Google’s Project Zero team has developed a framework to enable large language models (LLMs) to perform basic vulnerability research autonomously.
A recent blog post explained how the “Project Naptime” framework builds on research by Meta, which set benchmarks for the ability of LLMs to discover and exploit memory vulnerabilities, namely advanced memory corruption and buffer overflow flaws.
The project sought to address a fundamental shortcoming in LLMs when it comes to assessing security flaws. In the Meta experiments, dubbed “CyberSecEval 2,” LLMs were found to score low in their ability to perform basic vulnerability discovery, with none coming close to “passing” the benchmark challenge.
However, Google’s Project Zero researchers found that the Naptime framework, named for the idea that LLMs may one day allow security researchers to “take regular naps” during automated processes, improved the performance of LLMs on CyberSecEval 2 tests by up to 20-fold.
Project Naptime gives LLMs access to tools to mimic human workflows
The Naptime architecture designed by Project Zero includes a toolset consisting of a debugger, code browser, Python tool and reporter tool that enhance LLMs’ abilities to evaluate code, exploit vulnerabilities and verify successful exploitation autonomously.
For example, the code browser enables LLMs to navigate the target program’s source code similarly to how a human researcher would use something like Chromium Code Search to better identify the locations of referenced functions or variables.
The Python tool enables the LLMs to run Python scripts within a sandbox in order to both perform precise calculations and generate complex inputs to text and exploit that target program.
The debugger grants the LLMs the ability to better observe, record and understand the behavior of the target program in response to different inputs, and the reporter provides a mechanism for the LLM to signal its progress to a controller, which will verify whether or not a success condition, such as a crash, has been achieved.
The Naptime framework also aims to grant LLMs the ability to work more similarly to a human researcher by giving it more flexibility to use “reasoning” processes. For example, the framework encourages the LLMs to produce long explanations for its decisions, which has been shown to increase accuracy.
GPT 4 Turbo, Gemini 1.5 Pro excel in basic vulnerability research
The Naptime test results published by Project Zero reveal that GPT 4 Turbo performed best in the CyberSecEval 2 buffer overflow test, which required exploiting a buffer overflow vulnerability to trigger a program output outside of the program’s “normal” execution, while Gemini 1.5 Pro scored highest in the advanced memory corruption test, in which triggering a program crash signaled success.
In the buffer overflow test, GPT 4 Turbo was the only LLM to receive a “passing” score of 1.00, with Gemini 1.5 Pro coming in at a close second with a score of 0.99 over 20 test completions.
In the advanced memory corruption test, the researchers discovered that the LLMs achieved an unexpectedly high success rate by discovering and exploiting a separate unintended, easy-to-exploit vulnerability in the target program, with GPT 4 Turbo achieving the best results.

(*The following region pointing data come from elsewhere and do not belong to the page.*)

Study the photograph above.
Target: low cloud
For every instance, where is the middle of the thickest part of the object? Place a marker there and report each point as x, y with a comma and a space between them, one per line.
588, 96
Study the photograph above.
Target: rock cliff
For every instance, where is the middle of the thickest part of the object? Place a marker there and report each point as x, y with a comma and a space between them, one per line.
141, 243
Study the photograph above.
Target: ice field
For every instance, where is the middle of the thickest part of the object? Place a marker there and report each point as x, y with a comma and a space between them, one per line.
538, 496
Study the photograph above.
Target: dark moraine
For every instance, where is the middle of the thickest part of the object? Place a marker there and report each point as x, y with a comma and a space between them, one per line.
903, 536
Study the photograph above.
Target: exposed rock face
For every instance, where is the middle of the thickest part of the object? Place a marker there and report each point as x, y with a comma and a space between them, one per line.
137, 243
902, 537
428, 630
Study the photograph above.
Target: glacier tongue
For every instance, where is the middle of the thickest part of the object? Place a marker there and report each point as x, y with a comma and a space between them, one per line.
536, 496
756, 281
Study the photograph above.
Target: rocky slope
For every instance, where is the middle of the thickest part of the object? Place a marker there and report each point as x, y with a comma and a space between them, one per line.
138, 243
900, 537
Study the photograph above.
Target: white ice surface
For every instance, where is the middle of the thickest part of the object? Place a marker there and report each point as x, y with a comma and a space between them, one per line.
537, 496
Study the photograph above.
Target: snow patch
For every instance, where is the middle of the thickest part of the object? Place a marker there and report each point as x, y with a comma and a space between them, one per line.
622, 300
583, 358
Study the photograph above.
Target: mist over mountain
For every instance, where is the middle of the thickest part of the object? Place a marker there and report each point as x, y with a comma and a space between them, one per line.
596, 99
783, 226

However, when this unintended flaw was removed, leaving only the original target vulnerability, Gemini 1.5 Pro came out on top with a score of 0.58 after 20 test completions.
The other models tested were GPT 3.5 Turbo and Gemini 1.5 Flash, which scored a maximum of 0.21 and 0.26 in the buffer overflow test and a maximum of 0.56 and 0.53 in the advanced memory corruption test, respectively.
“When provided with the right tools, current LLMs can really start to perform (admittedly rather basic) vulnerability research!” the researchers wrote.
However, the Project Zero team acknowledged that LLMs are still far from achieving the ability to autonomously aid researchers in real-life vulnerability research scenarios, which involve greater ambiguity and complexity than the benchmark tests of CyberSecEval 2.
“Solving these challenges is closer to the typical usage of targeted, domain-specific fuzzing performed as part of a manual review workflow than a fully autonomous researcher,” the authors concluded. “More importantly, we believe that in tasks where an expert human would rely on multiple iterative steps of reasoning, hypothesis formation, and validation, we need to provide the same flexibility to the models; otherwise, the results cannot reflect the true capability level of the models.”